Mad as hell, but a happy ending.

Falling lake and hot water

On Lake Eucumbene, the flyfishing is pretty much dawn (indicator and small nymph/midge/stick caddis); and dusk (same, plus mudeyes), with nothing much in between. The lake has receded from many of the better soaks, leaving only muddy bath water, albeit alive with bugs. And a warning to boat operators: there are lots of boulders and trees just sub-surface as the lake falls.

I fished Muzzlewood at Frying Pan early one morning and failed to catch any of the tailing browns boldly flapping their caudal fins, but I got very close. A beautiful sight, although I was distracted by the trail of foxes trotting back around the bay, which I later found to have been feeding on a sheep carcass in the mud.

A hot sultry Frying Pan day, with sludgy banks and warm water: not the best for shore-based shallow water fishing.

Another warning: the mud is deep and gluggy in the soaks. In places, the dried mud is just a brittle skin. It’s difficult to get the goo off your waders and a distinct marsh smell is pretty pervasive. The lake surface temperature is 22 degrees in the main body, and a lot warmer in the shallows. There is literally no surface action, and the dragonfly-leaping browns are presumably content with retreating yabbies; the rainbows with the daphnia blooms. The reports I’ve had of stomach contents suggest the fish are generally not feeding much at all; the odd mudeye, moth, and midge sludge. We are in the doldrums right now.

The famous Frying Pan tide-marker/ hull-destroying boulder.

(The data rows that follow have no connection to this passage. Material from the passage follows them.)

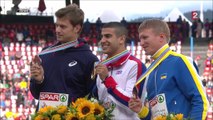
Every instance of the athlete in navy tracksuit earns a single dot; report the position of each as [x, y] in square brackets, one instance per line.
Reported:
[66, 71]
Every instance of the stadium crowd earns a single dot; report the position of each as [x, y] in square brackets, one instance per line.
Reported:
[20, 42]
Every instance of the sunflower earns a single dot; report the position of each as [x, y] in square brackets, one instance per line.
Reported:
[78, 101]
[56, 117]
[71, 116]
[9, 114]
[179, 116]
[99, 110]
[40, 117]
[61, 109]
[90, 117]
[85, 108]
[45, 109]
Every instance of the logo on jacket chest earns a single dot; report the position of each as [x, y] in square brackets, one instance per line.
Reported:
[72, 63]
[118, 72]
[163, 76]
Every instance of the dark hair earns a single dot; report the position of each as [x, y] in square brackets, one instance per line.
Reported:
[120, 29]
[73, 13]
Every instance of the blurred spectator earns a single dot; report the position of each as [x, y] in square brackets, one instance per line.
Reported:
[87, 27]
[19, 35]
[98, 24]
[193, 28]
[207, 26]
[199, 28]
[124, 22]
[1, 49]
[185, 30]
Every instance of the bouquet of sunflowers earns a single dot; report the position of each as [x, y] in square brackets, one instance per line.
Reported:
[81, 109]
[171, 117]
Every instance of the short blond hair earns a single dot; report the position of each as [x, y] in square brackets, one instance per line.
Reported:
[158, 27]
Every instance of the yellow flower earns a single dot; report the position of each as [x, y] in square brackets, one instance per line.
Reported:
[62, 109]
[90, 117]
[160, 118]
[99, 110]
[85, 108]
[179, 116]
[56, 117]
[40, 117]
[78, 101]
[71, 116]
[9, 114]
[45, 109]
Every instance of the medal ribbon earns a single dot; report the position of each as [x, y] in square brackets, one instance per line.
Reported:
[163, 56]
[115, 57]
[59, 47]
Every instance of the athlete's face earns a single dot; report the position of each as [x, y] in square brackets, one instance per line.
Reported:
[65, 31]
[150, 41]
[110, 42]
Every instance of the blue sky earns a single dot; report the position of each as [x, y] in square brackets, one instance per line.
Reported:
[116, 9]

The Eucumbene River still has good flows

The Eucumbene River is still holding spring flows with an amazing amount of fishable water. Normally at this time of year, the bigger pools are pretty much the only places I like to fish, but this February, there are endless deep undercuts and fast riffles to explore. And they are being explored, by plenty of people. On this day the sky was blue, the fish cooperated, and the half dozen other small groups, mainly lure fishing, I encountered on this Sunday had obviously been to church before bothering with the fishing. Which is my main piece of advice; get there early – breakfast can wait.

Have you ever seen more beautiful water?

Snowy Lake Levels

Lake Eucumbene is dropping steadily, down half a percent in the last week, and is now at 59.3%, around 10 % below the level a year ago.

Lake Jindabyne has held steady at around 71.5% for most of the last month. Fishing reports are similar to Eucumbene: nothing much in the heat of the day, but some good action with mudeyes and midge on dusk.

Tantangara Reservoir is still rising steadily, now at 25.2%. I have no fishing reports and nothing yet on the water quality tests following the fish kill I mentioned in my last report.

What next?

I am still optimistic we’ll get autumn hopper fishing. There are good numbers in the long grass 20 metres from the lake edge, and if this dry weather continues, all we need are some windy days to get them flying and the fish zoned in, and it’ll be on for sure. As we creep into autumn, the water will cool and the fish will start feeding like crazy to put on spawning condition. I expect some good action later in March and into April.